Fig 2. Extended PK digestion of DY TME-infected brain homogenate reveals the presence of non-DY PrP^Sc species.

Western blot analysis of proteinase K strain selection assay products seeded with uninfected (UN; panel A,C,E,G) or drowsy (DY) brain homogenate (panels B, D, F, H) after one (panels A-D) or two (panels E-H) rounds of PMCA probed with either the anti-PrP antibody 3F4 (panels A-B, E-F) or 12B2 (panels C-D, G-H).

Fig 3. Detection of prion substrains in DY TME-infected brain.

Western blot analysis of conformational strain selection assay products seeded with uninfected (UN; panel A,B,E,F,I,J,M,N) or drowsy (DY) brain homogenate at either 2M (panels C,G,K,O) or 4M (panels D,H,L,P) Gdn-HCl after one (panels A-H) or two (panels I-P) rounds of PMCA probed with either the anti-PrP antibody 3F4 (panels A-D, I-L) or 12B2 (panels E-H, M-P).

Fig 4. Hamsters infected with CSSA products have a bona fide prion infection.

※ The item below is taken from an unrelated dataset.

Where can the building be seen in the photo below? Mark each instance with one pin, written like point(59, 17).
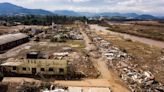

Western blot analysis of proteinase K digested brain homogenate from mock infected hamster (UN; lane 1), DY TME infected hamster (DY; lane 2), HY TME infected hamster (HY; lane 3) or CSSA products from mock-infected reactions (lanes 4 and 5) or DY CSSA reactions with either 2M (lane 6) or 4M (lane 7) Gdn-HCl. Second (lanes 8 and 9) and third (lane 10) serial hamster passage of brain material from hamsters infected with CSSA products from lanes 6 and 7. Western blots were probed with either the anti-PrP antibody 3F4 (top panel) that recognizes both the 19 (lane 2) and 21 kDa (lane 3) unglycosylated PrP^Sc polypeptide or the anti-PrP antibody 12B2 which recognizes the 21 kDa (lane 3) but not the 19 kDa (lane 2) unglycosylated PrP^Sc polypeptide. The migration of the 19 and 21 kDa unglycosylated PrP^Sc polypeptide are indicated at the left of the panel.

Fig 5. Conformational stability of PrP^Sc from hamsters infected with brain-derived prion strains and the CSSA isolated substrain differ.

Representative PrP^Sc conformational stability curves from hamsters infected with either HY TME, DY TME, 2M DY CSSA reaction products (panel A), or 4M DY CSSA reaction products (panel B). The conformational stability curves were repeated a minimum of 8 times with similar results.